The plaintiff sued on a subscription for bonds of the plaintiff which it is alleged the defendant’s intestate made. The subscription agreement is annexed to the complaint and in it the agreement is made with the “Woodmere School” and it is for the bonds of that “ school ” that the defendant’s intestate subscribed. The complaint alleges that the subscription was intended for bonds of the plaintiff and was delivered to the plaintiff. It also alleges that in consideration of similar agreements, bonds to the amount of $200,000 were subscribed for by others; that it was agreed that the payments be made in equal payments of $1,000 each; that $1,000 has been paid and payment of the balance demanded.
The defendant, as administratrix, interposed an answer denying knowledge or information sufficient to form a belief as to the truth of these allegations. The denial is not in absolutely correct form, but absolute correctness in pleading is not necessary to defeat a motion of this kind. (Curry v. Mackenzie, 239 N. Y. 267.) The answer puts in issue the execution of the subscription agreement, the allegation that it was intended for this plaintiff and that other subscriptions were made on similar forms. An attempt is made by affidavits to show that the defendant did have actual knowledge of her intestate’s subscription, but the plaintiff only succeeds in showing that the defendant was present when plaintiff's representatives called; that she knew the purpose of their call; but the affiants fail to say that she was present when her husband subscribed and do say she was not present all the time *459during their call. The result is that the affidavits fail to show that the defendant has any knowledge of the truth of the allegations as to which knowledge is denied. The affidavits may be very convincing and lead to the conclusion that the plaintiff will probably succeed, but still if they do not meet the defendant’s denial and show that she in fact has knowledge of the controverted facts it cannot deprive her of the right to have the facts proved in court by common-law proof. The defendant has interposed a denial in the form prescribed by the Civil Practice Act (§ 261). She has also complied with rule 113 of the Rules of Civil Practice, as she has shown facts sufficient to entitle her to defend. In her affidavit filed in opposition to this motion, in speaking of these transactions, the defendant says she has absolutely no knowledge. This being so, it was her duty to defend and her answer should not be stricken out. (Rogan v. Consolidated Coppermines Co., 117 Misc. 718.) The Court of Appeals has said that the power of the court upon application for summary judgment should be exercised with care and not extended beyond its just limits. (General Investment Co. v. Interborough R. T. Co., 235 N. Y. 133, 144.)
The position of the administratrix differs from that of the original debtor. If in the usual course of settling the estate a claim is presented and the administratrix doubts the justice of it, she can give the creditor notice to that effect and suit thereon must be brought within three months or the claim tried and determined upon the final accounting. (Surrogate’s Court Act, § 211.) Reasons are not required. The administratrix must unequivocally dispute the claim and this sets the short Statute of Limitations running and if an action is not brought within the statutory period, the claimant is required to establish his claim upon the accounting. (Van Ness v. Kenyon, 208 N. Y. 228; Surrogate’s Court Act, § 211.) Claims against estates must be established by very satisfactory evidence. (Matter of Van Slooten v. Wheeler, 140 N. Y. 624, 633.)

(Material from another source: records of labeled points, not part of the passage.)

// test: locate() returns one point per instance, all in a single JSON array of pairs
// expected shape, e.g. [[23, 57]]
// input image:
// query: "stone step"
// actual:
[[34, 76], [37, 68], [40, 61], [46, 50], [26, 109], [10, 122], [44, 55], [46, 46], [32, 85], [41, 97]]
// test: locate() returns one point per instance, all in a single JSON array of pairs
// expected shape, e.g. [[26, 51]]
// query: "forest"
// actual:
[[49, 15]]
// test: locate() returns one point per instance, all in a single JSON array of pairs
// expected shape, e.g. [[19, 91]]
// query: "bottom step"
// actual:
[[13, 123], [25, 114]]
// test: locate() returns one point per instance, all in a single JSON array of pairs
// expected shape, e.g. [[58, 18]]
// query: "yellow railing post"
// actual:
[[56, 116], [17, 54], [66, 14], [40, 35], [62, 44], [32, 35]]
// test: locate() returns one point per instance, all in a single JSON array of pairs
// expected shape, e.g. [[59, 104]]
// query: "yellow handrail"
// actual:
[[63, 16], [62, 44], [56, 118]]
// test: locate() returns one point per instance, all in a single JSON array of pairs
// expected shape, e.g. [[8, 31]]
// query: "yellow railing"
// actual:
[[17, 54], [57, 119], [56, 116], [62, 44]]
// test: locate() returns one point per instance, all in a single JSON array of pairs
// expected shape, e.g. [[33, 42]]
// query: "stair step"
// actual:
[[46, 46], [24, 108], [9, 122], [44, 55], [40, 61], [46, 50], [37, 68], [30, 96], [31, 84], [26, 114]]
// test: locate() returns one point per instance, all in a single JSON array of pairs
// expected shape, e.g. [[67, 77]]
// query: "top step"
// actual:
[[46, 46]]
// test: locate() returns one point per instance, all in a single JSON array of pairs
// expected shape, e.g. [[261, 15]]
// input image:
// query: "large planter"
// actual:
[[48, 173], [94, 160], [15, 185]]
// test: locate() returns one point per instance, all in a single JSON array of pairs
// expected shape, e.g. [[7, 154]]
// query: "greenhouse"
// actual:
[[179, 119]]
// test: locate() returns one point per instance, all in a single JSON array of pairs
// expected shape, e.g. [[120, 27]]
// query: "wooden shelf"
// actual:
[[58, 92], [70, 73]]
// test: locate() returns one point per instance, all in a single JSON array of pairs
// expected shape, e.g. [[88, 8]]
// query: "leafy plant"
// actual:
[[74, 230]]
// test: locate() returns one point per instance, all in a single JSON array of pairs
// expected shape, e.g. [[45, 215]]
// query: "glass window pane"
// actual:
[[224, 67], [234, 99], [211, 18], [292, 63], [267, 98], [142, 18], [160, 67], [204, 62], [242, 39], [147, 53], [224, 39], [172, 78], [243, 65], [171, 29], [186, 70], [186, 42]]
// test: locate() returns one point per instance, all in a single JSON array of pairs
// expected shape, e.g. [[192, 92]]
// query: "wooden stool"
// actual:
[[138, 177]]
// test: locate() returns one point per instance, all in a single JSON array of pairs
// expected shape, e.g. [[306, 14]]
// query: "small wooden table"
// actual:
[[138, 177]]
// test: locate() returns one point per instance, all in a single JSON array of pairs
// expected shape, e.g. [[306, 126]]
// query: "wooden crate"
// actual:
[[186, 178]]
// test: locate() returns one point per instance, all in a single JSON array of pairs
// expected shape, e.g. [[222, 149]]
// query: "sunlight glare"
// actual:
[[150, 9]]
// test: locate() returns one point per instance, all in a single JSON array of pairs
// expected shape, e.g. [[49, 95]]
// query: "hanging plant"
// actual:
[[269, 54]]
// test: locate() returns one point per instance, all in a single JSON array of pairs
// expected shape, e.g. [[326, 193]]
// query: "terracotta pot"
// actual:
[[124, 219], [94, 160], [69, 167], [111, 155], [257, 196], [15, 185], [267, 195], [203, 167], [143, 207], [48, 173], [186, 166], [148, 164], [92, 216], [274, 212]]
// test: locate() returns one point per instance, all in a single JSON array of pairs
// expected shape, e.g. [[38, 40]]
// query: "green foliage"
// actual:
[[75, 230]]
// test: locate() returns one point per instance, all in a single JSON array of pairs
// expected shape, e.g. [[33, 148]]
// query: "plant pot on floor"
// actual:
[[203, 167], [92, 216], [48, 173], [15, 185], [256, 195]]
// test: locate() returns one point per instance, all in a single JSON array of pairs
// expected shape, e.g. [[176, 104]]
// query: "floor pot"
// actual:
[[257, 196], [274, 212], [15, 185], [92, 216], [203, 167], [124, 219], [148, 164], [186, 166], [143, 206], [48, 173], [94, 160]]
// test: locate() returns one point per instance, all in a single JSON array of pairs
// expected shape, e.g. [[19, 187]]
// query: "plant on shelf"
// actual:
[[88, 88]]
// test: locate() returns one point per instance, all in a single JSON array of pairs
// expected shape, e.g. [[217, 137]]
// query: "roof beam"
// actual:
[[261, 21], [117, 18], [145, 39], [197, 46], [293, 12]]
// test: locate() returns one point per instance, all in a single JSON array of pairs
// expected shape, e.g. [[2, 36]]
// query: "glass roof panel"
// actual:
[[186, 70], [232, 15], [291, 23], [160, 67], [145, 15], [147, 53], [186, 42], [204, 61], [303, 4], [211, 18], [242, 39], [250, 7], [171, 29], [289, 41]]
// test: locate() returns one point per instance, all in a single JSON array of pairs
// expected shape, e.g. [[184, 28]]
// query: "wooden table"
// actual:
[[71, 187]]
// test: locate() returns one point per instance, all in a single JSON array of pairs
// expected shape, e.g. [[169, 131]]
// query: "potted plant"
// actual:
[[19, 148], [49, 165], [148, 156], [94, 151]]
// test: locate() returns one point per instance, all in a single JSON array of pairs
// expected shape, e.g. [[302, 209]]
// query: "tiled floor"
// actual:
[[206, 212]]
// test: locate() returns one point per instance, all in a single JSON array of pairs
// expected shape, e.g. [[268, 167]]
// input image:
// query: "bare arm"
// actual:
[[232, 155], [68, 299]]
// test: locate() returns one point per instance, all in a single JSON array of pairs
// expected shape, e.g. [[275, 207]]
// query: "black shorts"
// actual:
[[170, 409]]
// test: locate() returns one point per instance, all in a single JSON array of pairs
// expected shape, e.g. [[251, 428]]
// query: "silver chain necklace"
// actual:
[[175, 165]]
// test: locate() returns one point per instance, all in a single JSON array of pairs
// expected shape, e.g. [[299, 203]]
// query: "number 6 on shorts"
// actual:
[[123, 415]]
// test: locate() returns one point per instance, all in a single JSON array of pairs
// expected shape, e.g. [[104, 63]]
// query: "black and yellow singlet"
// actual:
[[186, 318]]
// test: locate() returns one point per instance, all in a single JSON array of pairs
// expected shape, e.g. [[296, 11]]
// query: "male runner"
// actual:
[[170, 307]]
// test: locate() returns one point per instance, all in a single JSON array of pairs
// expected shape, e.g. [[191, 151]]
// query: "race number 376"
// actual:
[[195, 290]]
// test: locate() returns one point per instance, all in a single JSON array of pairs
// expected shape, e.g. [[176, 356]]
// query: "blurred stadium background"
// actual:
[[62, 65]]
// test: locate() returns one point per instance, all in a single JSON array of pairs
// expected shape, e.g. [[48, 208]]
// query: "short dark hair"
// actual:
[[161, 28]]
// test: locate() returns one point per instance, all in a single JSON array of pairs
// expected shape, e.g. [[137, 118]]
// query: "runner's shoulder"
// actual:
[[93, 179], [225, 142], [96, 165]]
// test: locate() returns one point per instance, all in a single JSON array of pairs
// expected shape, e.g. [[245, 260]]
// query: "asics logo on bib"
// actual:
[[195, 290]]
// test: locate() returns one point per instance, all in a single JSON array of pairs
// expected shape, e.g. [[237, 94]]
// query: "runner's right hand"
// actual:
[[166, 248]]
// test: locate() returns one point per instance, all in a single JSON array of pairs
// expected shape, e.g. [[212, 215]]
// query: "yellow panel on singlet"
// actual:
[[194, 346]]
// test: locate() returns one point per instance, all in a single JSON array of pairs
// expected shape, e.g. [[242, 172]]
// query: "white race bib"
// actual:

I can see no reason for applying a different rule to an action against ■ an administratrix. If the administratrix alleges that she has no knowledge, the claimant must establish his claim.
The order and judgment should be reversed upon the law, with costs, and the motion denied, with ten dollars costs.
Kelly, P. J., Rich, Kelby and Young, JJ., concur.
Order and judgment reversed upon the law, with costs, and motion denied, with ten dollars costs.